Malaria has long been one of the most threatening diseases in the tropical world. About 229 million cases were recorded in 2019, and 409,000 deaths, according to the World Health Organization (WHO). Of those deaths, 67 percent occurred in children under age five. 94 percent of all cases and deaths occur in Africa.
The WHO issued a call for a vaccine with at least 75 percent efficacy against malaria by 2030. Meanwhile, RTS,S — the only licensed vaccine to date — is only effective 36 to 55 percent of the time.

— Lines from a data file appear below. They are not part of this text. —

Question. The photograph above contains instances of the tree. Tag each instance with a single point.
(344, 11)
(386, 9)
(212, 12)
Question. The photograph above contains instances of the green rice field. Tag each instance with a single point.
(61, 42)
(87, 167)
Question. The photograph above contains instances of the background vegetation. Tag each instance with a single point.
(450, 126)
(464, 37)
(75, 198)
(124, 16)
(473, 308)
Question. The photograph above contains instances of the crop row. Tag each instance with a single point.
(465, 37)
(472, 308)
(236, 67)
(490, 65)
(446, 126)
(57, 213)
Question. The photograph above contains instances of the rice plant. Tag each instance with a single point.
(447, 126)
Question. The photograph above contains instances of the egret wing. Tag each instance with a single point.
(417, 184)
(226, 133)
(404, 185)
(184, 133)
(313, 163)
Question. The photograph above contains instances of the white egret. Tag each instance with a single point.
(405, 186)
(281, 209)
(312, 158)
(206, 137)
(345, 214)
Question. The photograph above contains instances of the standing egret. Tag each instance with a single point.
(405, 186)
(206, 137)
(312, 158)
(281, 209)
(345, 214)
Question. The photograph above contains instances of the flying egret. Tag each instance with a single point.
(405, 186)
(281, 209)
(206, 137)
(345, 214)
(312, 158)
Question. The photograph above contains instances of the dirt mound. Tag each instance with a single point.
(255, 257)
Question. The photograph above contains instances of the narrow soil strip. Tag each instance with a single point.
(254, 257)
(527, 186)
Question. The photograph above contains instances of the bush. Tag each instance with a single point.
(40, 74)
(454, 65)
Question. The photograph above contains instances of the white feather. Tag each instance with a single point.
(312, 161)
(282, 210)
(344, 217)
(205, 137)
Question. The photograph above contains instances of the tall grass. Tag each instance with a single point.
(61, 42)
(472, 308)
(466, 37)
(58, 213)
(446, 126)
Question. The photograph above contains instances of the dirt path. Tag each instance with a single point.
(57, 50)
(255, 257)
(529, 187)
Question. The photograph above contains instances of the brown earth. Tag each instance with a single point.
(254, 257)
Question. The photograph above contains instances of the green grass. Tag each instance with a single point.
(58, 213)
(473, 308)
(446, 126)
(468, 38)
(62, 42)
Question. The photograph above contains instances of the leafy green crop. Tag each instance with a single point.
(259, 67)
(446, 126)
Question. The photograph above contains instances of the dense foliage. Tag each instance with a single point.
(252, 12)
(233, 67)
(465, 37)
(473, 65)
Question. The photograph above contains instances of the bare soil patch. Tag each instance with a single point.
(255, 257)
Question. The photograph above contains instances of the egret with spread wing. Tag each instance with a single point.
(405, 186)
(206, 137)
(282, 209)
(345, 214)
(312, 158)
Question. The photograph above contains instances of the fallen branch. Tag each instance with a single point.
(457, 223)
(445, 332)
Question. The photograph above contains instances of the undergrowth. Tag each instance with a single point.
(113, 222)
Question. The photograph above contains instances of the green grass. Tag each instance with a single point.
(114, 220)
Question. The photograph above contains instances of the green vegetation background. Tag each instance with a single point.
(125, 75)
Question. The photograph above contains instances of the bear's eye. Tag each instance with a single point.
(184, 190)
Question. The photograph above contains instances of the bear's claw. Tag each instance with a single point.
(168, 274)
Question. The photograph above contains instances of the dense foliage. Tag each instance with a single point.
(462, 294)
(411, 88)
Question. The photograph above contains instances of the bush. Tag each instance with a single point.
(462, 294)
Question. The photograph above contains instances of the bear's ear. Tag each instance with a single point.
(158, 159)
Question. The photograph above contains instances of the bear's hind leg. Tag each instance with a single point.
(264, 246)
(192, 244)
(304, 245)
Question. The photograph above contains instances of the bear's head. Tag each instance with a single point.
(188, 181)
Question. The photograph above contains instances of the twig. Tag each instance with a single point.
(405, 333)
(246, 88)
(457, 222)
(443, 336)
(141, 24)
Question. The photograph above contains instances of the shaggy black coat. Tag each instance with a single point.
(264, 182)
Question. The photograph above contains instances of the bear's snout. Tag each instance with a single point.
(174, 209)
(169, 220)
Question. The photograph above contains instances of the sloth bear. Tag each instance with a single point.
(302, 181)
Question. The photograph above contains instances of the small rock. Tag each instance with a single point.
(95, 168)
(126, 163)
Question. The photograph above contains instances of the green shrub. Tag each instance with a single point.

Fortunately, there is a new Phase 2 clinical trial on a malaria vaccine candidate in Burkina Faso called R21 that shows great promise, according to this article in Science. In tests involving 450 children at differing doses of active ingredient and adjuvants, the highest-dose group showed the highest efficacy, 77 percent, and the lower-dose group showed 74 percent. This is by far the highest effectiveness ever recorded for a malaria vaccine. After one year, antibody levels were significantly higher than in the RTS,S vaccine. The R21 vaccine also was well-tolerated — most adverse events were mild, and no serious adverse events were reported.
Burkina Faso is one of several African countries that bear the brunt of malaria infection. The disease, spread by the Anopheles mosquito, is caused by the Plasmodium microorganism, most often during the rainy season in the summer and fall. A study in Burkina Faso found that of 734 infants tested, 717 of them had clinical symptoms of malaria infection within their first year.
An International Collaborative
The development of R21 is a collaboration of Oxford University, the KEMRI Wellcome Trust in Kenya, the London School of Hygiene and Tropical Medicine, Novavax, the Serum Institute of India, and the Institut de Recherche en Sciences de la Santé in Burkina Faso, where the trial took place.
The R21 vaccine is based on the circumsporozoite protein antigen, a highly conserved protein of the P. falciparum parasite. The protein is involved in the parasite’s sporozoite (or cellular) stage, as it moves from mosquitos into humans, and subsequently moves into human liver and other tissues. The RTS,S vaccine also targets this protein, but R21 has a higher proportion of this protein antigen and uses an adjuvant from Novavax that appears to be more effective at stimulating the immune system. In fact, the Novavax adjuvant is also used in that company’s coronavirus vaccine. The protein target exists in both P. falciparum, which causes nearly all African malaria, and P. vivax, which is more prevalent in other parts of the world, including South and Central America.
The Burkina Faso Phase 2 trial will continue for a second malaria season. If results continue to be successful, the candidate will move to a Phase 3 trial to evaluate a wider age range, look at different dosage regimens, and expand to five different sites in Africa.
Cost-Effective, Easier Scale-Up
The Serum Institute of India is manufacturing the vaccine, and the company claims that it has the manufacturing capacity needed to produce the hundreds of millions of vaccine doses necessary to inoculate against malaria, assuming the Novavax adjuvant supply is restored following the demand for the coronavirus vaccine. R21 can be produced more cheaply than most vaccines, which could allow greater access for poorer countries around the world. According to the Phase 1 study’s authors, the vaccine’s efficacy and affordable manufacturing will “support global efforts to better control, sustainably eliminate, and finally eradicate malaria.”